Een trio van eiwitten genaamd KaiC, KaiB en KaiA vormen de bouwstenen voor de biologische klok in blauwalgen (cyanobacterien), een groep fotosynthetische bacterien verantwoordelijk voor de productie van een groot gedeelte van de zuurstof in onze atmosfeer. Door middel van interacties tussen de drie eiwitten wordt het bioritme van de blauwalg aangepast aan het dag en nacht ritme op aarde. Vergelijkbaar met de tandwielen in een klok volgen KaiC, KaiB en KaiA een 24 uur durende cyclus van interactie en scheiding. Met behulp van natieve massaspectrometrie kan het ontstaan en weer verdwijnen van de KaiCBA complexen worden gevolgd gedurende de dag. Daarnaast, en misschien nog wel belangrijker, kan natieve massaspectrometrie precies vertellen op welk tijdstip de biologische klok staat en wanneer een volledig KaiCBA complex aanwezig is. De structuur van dit volledige KaiCBA complex kan zeer gedetailleerd worden opgehelderd (tot het atomisch niveau) met behulp van cryo-electronenmicroscopie. Deze structuur, na validatie met andere technieken zoals cross-linking massaspectrometrie, laat precies zien op wat voor manier de drie Kai eiwitten een interactie met elkaar hebben. Door deze informatie toe te voegen aan de data van de ritmische interacties van de verschillende KaiCBA complexen verkregen met natieve massaspectrometrie ontstaat een zeer compleet beeld over hoe blauwalgen de tijd bij houden.

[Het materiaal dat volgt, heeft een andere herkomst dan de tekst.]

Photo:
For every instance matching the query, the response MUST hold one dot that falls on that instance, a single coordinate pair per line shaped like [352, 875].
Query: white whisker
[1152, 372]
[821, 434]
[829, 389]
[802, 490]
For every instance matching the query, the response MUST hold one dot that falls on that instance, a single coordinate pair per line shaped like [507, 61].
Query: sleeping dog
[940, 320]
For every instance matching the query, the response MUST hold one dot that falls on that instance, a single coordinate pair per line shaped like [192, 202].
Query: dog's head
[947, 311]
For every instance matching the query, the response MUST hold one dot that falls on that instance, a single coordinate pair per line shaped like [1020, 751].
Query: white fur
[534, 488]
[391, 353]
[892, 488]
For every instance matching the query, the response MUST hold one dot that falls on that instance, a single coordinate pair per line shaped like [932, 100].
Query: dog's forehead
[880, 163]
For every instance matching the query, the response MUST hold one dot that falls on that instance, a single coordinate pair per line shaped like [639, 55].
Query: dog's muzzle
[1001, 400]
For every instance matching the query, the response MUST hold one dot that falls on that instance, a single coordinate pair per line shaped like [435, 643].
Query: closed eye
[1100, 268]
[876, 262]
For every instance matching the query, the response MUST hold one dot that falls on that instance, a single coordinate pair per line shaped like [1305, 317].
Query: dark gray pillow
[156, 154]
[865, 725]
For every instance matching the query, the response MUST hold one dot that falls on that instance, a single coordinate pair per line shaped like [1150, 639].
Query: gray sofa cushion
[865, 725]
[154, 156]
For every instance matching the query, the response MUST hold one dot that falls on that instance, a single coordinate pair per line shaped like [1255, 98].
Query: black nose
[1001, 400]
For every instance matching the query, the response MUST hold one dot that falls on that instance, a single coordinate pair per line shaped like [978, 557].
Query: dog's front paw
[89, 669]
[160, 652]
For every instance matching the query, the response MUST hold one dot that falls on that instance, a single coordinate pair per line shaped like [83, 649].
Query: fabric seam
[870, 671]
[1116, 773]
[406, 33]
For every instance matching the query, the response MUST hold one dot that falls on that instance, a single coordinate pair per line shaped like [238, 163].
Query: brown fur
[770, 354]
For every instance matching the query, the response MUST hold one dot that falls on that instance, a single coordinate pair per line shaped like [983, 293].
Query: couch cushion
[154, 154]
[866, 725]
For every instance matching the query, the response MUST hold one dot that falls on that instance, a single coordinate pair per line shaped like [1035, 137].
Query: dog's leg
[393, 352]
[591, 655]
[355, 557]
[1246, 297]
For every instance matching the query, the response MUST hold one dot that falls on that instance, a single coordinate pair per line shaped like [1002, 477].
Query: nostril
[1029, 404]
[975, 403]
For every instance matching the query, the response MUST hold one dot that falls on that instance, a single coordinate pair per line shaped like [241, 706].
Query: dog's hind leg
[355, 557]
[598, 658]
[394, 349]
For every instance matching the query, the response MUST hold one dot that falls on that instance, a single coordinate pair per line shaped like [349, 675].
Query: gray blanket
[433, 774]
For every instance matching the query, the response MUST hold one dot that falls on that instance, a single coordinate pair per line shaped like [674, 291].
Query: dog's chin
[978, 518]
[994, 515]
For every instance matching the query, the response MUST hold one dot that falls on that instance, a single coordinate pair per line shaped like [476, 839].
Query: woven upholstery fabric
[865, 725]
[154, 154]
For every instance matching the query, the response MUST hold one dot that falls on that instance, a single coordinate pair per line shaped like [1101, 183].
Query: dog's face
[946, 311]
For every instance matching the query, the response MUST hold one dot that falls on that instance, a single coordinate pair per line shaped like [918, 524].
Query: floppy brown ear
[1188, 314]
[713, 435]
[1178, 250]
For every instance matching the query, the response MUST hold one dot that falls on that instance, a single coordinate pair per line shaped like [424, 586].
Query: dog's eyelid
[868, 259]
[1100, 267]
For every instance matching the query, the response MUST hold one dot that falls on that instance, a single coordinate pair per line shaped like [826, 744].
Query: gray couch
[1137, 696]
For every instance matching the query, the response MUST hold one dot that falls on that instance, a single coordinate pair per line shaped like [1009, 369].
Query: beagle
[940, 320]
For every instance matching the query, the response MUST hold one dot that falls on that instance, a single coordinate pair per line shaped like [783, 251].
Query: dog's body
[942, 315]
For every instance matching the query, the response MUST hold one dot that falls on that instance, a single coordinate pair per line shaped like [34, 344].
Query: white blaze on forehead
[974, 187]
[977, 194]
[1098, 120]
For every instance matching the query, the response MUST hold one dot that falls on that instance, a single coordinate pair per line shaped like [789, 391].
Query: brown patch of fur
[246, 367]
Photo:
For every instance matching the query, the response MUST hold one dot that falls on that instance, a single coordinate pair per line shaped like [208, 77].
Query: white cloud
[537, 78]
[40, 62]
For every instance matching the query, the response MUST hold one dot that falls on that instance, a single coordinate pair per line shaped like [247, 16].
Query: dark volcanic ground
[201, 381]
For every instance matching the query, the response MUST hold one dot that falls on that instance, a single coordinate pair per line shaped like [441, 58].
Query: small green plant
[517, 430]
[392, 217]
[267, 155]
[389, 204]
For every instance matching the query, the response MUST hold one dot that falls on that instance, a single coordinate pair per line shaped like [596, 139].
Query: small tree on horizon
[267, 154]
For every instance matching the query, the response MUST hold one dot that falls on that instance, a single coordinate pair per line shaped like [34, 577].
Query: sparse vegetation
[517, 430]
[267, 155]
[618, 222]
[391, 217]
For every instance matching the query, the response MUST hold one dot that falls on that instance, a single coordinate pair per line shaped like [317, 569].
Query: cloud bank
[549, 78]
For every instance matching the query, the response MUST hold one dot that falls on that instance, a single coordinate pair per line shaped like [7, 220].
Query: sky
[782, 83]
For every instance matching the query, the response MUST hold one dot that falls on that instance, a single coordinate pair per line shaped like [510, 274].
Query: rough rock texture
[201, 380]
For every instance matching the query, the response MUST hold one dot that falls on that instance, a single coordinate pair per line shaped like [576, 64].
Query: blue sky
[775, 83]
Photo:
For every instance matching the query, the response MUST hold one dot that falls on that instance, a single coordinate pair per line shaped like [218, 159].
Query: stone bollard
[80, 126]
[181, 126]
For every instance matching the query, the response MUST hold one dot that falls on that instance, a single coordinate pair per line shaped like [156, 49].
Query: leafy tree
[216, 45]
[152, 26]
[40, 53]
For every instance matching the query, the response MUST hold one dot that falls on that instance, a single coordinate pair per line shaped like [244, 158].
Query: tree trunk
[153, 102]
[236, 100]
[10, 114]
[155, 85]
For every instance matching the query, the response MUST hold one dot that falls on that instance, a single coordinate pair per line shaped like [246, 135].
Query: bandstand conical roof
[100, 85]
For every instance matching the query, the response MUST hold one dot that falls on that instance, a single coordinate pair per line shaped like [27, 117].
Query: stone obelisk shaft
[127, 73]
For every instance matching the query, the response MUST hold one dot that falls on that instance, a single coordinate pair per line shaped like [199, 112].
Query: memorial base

Al de bovengenoemde voorbeelden illustreren goed hoe de functies van veel eiwitten sterk worden beïnvloed door een wisselwerking van interacties, post-translationele modificaties en structurele veranderingen. Ondanks dat massaspectrometrie zeker niet de allround techniek is om deze complexe netwerken te onderzoeken, kan het erg veel toevoegen aan hun ontrafeling. Een belangrijke overeenkomst van al de toegepaste massaspectrometrie methoden is dat ze de mobiliteit en dynamiek van de eiwit structuren en interacties weten te vangen, en eiwitten niet zomaar zien als passieve, statische entiteiten. Dit kan de interpretatie van de data moeilijker maken, zeker als maar een enkele methode wordt gebruikt. Echter, door gebruik te maken van meerdere verschillende massaspectrometrie methoden en ze te combineren met andere biochemische en biofysische methoden kunnen de behaalde resultaten worden gecontroleerd en zelfs tot dieper inzicht leiden. Korter gezegd: vele (analytische) handen maken licht werk! Toch blijft aan ons de taak om keer op keer te kiezen welke handen er nodig zijn om de beste grip (op de situatie) te krijgen. Dat dit de moeite waard is wordt niet alleen gedemonstreerd in deze proefschrift maar ook door vele voorgaande onderzoeken in eerdere jaren waarin immens complex biologische processen tot in (atomisch) details zijn bestudeerd. De slimme combinatie van complementaire methoden is dus duidelijk niet de snelste maar misschien wel de meest veelbelovende route naar een beter begrip van de moleculaire mechanismen van het leven.